# Optimization using Gradient Descent in Two Variables

Now that we've learned how gradient descent works for a function of one variable, let's extend it to functions of multiple variables. The core concept remains the same, but instead of using a simple derivative to find our direction, we will use the **gradient**.

Let's go back to our two-dimensional sauna example. The temperature in the 5x5 meter room is described by a 3D surface, and our goal is to find the coolest spot.

In the previous lesson, we solved this analytically by finding where both partial derivatives were zero. Now, let's try to solve it with an iterative approach, just as we did for the 1D function.
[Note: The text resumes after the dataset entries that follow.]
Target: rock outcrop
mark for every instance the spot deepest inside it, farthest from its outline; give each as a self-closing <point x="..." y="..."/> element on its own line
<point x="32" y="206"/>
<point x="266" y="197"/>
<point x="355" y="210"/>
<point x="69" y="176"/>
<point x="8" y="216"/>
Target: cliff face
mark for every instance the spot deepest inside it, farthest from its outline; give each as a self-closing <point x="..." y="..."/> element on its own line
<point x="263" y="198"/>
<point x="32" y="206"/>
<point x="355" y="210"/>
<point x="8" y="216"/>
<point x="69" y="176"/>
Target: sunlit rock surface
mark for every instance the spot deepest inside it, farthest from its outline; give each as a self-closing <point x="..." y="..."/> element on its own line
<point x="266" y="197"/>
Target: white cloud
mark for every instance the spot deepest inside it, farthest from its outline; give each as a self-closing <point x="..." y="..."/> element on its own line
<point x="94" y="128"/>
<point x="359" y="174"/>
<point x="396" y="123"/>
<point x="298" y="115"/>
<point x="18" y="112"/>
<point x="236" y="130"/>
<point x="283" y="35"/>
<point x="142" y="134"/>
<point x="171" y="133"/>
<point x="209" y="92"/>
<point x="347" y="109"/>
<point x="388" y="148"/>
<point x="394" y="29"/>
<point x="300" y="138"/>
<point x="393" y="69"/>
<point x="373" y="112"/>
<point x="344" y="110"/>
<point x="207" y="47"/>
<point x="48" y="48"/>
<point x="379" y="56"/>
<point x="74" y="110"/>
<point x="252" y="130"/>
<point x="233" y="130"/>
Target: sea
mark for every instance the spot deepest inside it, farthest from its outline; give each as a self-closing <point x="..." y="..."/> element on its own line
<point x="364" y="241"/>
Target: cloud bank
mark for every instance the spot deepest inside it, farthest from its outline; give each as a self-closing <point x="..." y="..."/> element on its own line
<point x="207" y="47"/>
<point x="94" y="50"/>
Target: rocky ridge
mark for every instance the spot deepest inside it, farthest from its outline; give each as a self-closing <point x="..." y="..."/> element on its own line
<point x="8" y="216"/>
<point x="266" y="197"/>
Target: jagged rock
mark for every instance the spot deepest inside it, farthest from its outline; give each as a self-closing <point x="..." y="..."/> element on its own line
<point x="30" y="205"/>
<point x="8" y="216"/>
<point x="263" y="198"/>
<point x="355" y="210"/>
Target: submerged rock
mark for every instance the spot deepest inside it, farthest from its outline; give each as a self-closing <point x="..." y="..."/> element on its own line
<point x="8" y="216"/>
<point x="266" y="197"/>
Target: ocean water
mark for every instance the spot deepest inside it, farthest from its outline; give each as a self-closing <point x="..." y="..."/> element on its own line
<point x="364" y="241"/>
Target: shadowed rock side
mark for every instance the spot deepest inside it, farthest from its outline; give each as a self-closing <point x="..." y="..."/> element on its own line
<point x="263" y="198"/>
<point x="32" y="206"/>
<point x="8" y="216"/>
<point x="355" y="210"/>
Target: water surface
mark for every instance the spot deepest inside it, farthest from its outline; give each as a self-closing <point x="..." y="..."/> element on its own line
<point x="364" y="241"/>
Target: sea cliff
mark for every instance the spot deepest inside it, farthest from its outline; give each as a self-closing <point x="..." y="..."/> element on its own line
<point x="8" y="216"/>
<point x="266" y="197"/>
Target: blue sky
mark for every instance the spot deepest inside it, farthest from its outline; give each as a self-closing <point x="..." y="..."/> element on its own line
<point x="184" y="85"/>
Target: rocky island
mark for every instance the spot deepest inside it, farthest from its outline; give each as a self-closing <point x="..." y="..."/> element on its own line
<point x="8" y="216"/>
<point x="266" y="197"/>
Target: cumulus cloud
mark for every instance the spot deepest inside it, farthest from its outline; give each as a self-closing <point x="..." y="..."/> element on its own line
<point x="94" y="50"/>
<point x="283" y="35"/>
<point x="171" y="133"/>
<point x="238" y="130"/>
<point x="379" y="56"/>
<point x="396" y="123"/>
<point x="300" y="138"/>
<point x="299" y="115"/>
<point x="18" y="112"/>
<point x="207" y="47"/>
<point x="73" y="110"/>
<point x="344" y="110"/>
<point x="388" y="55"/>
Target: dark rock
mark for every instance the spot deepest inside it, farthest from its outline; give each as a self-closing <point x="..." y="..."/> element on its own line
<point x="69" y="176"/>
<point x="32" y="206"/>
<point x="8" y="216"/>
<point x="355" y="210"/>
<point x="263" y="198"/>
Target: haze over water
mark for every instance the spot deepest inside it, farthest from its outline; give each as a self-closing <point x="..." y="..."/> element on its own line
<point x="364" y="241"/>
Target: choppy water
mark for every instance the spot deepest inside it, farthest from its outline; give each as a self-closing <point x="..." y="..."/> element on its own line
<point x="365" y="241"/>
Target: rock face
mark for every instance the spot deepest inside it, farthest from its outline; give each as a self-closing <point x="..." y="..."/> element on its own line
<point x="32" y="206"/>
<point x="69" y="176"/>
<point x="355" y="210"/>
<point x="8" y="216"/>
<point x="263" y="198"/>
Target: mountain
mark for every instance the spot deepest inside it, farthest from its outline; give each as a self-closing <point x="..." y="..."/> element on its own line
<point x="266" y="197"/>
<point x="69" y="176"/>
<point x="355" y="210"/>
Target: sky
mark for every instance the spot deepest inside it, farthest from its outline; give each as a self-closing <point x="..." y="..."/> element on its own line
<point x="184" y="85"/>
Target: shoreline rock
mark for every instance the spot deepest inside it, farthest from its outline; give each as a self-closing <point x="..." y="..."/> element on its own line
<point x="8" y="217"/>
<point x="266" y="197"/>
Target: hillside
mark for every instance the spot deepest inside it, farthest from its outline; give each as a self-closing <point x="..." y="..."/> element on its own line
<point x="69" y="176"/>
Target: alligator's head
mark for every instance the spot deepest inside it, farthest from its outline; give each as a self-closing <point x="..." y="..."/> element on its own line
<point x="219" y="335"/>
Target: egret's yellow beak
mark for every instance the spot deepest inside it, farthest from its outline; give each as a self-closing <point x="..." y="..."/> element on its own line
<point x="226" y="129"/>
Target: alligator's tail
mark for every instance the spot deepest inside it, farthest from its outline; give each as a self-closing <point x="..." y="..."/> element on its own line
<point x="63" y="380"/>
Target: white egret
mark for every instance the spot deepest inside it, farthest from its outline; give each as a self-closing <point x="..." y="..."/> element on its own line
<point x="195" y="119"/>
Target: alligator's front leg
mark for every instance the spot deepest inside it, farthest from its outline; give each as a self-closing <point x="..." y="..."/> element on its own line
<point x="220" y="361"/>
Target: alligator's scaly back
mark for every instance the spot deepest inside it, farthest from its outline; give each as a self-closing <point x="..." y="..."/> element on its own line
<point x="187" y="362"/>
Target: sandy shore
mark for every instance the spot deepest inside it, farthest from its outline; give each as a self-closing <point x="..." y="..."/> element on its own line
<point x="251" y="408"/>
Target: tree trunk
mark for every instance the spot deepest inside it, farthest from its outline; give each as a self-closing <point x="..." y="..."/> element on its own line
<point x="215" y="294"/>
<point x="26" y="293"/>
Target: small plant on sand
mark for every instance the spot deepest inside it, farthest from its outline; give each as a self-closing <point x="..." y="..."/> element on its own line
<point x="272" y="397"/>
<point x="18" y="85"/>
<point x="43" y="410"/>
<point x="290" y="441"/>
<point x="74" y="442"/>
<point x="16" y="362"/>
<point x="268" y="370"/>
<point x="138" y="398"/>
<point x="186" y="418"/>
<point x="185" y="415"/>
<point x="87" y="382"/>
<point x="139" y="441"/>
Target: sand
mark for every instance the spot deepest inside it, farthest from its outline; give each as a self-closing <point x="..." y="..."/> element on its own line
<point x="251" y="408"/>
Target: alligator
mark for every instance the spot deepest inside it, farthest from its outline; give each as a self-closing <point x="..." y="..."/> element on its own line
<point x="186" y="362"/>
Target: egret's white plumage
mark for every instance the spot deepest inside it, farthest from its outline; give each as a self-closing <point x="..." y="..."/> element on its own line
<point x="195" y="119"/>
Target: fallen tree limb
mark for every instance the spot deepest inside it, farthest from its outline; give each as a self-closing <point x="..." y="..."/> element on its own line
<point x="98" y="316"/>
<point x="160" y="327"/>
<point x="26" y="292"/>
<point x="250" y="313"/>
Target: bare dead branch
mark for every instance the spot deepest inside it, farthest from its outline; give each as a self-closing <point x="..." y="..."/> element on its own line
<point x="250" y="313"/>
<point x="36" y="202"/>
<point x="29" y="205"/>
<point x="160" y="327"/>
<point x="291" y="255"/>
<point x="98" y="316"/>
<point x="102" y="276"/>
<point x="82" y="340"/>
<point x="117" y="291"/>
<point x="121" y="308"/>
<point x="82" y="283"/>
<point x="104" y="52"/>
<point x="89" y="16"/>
A simple (but inefficient) method would be to:
1.  Start at some point.
2.  Take a few random steps in different directions.
3.  Check the temperature at each new point.
4.  Move to the point with the lowest temperature.
5.  Repeat.

By iterating this process, we would eventually get close to the minimum. However, taking random steps is not very smart. Is there a better way to find the best direction to move? Just as the derivative gave us the best direction in 1D, the **gradient** will give us the best direction in 2D.

![](./images/0401.png)

---

# The Gradient Descent Algorithm in Two Variables

Recall that for a function of two variables, the gradient vector `∇T` at any point has a special property:
> **The gradient points in the direction of the steepest ascent.**

This means if you want to get hotter as fast as possible in the sauna, you should take a step in the direction of the gradient.
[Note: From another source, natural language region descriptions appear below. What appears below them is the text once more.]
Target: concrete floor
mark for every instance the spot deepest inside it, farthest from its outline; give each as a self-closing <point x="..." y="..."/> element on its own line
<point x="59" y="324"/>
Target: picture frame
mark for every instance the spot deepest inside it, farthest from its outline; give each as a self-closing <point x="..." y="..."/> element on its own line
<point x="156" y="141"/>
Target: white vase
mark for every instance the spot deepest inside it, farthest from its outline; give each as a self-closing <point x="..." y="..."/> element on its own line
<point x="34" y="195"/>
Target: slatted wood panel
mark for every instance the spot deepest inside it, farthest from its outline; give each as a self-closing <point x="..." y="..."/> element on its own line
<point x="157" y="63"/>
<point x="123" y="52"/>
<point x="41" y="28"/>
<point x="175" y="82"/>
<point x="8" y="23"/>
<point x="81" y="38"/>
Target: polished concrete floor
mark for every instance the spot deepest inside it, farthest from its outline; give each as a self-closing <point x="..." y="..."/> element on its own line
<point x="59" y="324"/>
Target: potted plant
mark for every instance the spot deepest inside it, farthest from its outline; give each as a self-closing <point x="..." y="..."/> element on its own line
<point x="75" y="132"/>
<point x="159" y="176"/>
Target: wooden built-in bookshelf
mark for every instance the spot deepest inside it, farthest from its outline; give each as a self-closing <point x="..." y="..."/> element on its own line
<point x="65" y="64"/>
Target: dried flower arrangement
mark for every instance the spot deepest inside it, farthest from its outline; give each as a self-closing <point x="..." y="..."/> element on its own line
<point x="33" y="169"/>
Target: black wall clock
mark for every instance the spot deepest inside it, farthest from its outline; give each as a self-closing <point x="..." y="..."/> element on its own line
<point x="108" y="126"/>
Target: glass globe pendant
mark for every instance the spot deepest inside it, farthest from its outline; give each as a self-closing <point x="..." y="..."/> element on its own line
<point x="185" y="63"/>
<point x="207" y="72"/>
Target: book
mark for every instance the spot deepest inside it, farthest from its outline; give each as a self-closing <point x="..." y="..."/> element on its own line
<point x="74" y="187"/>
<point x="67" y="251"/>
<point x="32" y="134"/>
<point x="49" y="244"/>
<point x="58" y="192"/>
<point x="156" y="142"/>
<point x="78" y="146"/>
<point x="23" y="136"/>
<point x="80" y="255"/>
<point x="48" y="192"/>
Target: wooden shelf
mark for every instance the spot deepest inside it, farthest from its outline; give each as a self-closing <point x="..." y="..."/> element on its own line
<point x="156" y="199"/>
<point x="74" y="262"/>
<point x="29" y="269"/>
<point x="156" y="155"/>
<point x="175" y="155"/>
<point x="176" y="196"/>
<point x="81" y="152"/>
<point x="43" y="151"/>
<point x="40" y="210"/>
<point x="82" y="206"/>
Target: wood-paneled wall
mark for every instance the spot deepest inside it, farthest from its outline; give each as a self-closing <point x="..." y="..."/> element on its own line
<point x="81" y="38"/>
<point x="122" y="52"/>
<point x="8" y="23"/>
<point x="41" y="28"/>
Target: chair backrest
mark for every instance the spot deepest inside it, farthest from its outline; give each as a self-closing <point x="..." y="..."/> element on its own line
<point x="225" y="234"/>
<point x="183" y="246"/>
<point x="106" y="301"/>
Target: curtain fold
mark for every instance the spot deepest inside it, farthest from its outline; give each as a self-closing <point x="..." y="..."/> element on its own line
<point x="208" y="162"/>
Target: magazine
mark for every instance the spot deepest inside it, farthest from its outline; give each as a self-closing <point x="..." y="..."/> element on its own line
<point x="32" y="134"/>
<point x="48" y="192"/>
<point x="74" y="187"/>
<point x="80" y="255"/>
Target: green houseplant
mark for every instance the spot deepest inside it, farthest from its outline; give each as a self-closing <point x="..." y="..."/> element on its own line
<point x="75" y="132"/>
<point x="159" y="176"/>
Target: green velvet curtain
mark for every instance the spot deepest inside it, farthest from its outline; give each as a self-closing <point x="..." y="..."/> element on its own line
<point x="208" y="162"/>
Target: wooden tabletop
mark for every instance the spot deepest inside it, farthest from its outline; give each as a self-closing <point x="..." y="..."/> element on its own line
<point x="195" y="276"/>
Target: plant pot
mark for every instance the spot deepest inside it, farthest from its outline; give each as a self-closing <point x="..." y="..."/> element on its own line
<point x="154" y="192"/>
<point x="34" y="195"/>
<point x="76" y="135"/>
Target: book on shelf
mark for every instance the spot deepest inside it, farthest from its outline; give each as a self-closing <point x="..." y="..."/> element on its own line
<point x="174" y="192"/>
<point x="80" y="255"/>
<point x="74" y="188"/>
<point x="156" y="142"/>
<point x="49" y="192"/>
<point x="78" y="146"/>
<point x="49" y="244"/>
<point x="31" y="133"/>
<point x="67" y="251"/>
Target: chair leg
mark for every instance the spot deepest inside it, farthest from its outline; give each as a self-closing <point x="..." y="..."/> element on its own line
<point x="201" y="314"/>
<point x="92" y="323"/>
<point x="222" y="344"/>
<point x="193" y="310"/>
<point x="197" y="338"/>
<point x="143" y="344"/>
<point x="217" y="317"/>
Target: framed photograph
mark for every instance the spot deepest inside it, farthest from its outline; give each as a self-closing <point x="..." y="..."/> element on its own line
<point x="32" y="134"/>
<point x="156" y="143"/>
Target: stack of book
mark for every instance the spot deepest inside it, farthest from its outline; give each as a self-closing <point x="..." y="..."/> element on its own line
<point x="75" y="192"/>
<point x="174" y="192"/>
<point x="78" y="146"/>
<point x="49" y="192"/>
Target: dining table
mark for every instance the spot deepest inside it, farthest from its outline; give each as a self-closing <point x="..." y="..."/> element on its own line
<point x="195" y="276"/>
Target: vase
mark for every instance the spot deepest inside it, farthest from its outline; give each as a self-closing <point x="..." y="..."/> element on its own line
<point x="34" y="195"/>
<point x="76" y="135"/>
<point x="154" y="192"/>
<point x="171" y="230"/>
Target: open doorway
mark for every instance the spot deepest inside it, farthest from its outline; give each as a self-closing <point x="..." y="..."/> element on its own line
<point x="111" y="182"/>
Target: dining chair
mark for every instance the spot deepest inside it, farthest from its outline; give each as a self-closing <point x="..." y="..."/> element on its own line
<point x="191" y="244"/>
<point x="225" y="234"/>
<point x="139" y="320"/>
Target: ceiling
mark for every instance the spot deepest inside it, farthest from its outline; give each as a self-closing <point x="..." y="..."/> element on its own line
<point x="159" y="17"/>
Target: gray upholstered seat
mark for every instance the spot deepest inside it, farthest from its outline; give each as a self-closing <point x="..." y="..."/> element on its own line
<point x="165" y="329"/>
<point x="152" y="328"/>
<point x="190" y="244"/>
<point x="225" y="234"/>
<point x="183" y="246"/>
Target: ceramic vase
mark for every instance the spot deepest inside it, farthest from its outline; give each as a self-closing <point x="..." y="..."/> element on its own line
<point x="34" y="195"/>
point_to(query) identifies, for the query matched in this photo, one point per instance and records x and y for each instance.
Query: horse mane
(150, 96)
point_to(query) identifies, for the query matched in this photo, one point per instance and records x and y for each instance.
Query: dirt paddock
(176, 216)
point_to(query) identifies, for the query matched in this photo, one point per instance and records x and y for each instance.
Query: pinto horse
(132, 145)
But we want to get *colder*. Therefore, the best direction to move is the **opposite** of the gradient, or the **negative gradient, -∇T**. This is the direction of steepest descent.

![](./images/0402.png)

This is the key insight behind the Gradient Descent algorithm. At every step, we calculate the gradient and move a small amount in the opposite direction.

The formula is a direct extension of the one-variable case. To find our new, improved position, we take a step from our old position in the direction of the negative gradient.
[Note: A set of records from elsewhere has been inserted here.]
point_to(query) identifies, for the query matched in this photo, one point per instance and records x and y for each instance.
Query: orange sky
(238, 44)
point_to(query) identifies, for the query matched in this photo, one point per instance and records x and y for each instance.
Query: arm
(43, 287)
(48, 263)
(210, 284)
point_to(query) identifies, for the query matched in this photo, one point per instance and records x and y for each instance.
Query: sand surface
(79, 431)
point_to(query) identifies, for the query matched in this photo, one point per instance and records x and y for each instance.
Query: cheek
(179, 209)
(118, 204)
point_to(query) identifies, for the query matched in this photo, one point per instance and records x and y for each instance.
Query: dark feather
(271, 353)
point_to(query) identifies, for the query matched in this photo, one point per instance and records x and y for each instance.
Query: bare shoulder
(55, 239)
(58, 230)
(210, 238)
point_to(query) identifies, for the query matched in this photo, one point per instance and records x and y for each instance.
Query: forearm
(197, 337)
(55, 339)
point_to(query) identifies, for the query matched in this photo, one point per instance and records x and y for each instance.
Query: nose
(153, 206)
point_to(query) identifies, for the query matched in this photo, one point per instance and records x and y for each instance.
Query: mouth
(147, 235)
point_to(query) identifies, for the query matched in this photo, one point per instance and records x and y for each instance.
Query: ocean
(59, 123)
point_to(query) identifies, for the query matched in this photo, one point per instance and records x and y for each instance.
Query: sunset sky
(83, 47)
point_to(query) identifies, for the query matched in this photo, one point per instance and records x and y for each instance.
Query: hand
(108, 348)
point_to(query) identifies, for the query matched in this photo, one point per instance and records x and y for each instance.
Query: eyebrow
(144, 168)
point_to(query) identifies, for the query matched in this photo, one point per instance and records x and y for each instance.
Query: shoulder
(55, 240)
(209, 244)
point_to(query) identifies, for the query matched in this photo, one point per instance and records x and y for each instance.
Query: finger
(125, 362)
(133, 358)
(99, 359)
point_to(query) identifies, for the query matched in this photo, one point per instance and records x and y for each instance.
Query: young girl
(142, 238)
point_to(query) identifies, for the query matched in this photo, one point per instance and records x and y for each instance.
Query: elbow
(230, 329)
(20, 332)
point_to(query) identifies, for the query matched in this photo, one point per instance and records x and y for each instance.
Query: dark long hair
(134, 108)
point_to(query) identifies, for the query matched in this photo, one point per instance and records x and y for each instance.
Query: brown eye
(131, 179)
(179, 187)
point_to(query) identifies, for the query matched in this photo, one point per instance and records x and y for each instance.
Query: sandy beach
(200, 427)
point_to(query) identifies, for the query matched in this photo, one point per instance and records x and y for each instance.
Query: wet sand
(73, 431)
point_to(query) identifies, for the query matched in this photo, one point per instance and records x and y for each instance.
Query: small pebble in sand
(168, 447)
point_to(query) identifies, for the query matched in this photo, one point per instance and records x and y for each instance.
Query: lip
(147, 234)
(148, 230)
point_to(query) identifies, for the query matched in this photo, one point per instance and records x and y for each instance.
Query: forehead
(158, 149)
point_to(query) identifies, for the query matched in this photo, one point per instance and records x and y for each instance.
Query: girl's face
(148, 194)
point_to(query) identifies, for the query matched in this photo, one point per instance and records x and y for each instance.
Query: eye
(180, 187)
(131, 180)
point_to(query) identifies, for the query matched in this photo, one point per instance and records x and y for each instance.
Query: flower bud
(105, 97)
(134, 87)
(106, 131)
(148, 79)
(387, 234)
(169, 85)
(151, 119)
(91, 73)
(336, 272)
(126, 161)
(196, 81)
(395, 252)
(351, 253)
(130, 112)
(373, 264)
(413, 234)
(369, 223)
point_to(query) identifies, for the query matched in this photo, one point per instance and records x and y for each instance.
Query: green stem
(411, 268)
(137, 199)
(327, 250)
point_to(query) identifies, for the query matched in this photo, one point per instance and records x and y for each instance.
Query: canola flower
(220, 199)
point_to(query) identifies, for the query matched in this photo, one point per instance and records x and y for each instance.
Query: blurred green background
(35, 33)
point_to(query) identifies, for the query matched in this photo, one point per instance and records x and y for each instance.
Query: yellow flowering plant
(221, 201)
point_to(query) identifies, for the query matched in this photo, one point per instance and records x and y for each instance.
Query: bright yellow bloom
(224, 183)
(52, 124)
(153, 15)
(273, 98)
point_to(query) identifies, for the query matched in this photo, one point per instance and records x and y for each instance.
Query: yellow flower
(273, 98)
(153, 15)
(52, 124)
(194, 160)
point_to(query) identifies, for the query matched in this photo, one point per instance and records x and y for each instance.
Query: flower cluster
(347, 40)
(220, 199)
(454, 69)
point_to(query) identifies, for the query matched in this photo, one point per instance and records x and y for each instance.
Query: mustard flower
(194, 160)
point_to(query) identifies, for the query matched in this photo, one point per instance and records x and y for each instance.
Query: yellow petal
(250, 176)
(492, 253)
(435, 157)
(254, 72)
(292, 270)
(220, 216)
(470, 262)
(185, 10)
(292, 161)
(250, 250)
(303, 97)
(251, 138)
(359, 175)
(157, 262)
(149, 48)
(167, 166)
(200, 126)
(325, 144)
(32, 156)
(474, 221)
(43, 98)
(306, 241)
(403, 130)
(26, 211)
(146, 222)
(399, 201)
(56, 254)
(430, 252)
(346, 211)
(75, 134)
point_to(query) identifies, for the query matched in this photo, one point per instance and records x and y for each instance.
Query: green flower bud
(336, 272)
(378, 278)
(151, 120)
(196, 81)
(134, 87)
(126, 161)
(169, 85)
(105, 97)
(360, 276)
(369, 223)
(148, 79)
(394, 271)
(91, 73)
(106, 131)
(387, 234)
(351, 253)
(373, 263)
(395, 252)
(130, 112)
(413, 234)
$$ \begin{bmatrix} x_{new} \\ y_{new} \end{bmatrix} = \begin{bmatrix} x_{old} \\ y_{old} \end{bmatrix} - \alpha \cdot \nabla T(x_{old}, y_{old}) $$

Where:
* $\begin{bmatrix} x \\ y \end{bmatrix}$ is our position vector.  

* $\alpha$ (alpha) is the **learning rate**.  

* $\nabla T$ is the **gradient vector**: $ \begin{bmatrix} \frac{\partial T}{\partial x} \\ \frac{\partial T}{\partial y} \end{bmatrix} $

---

## A Step-by-Step Numerical Example

Let's run the first few steps of the algorithm by hand to see how it works.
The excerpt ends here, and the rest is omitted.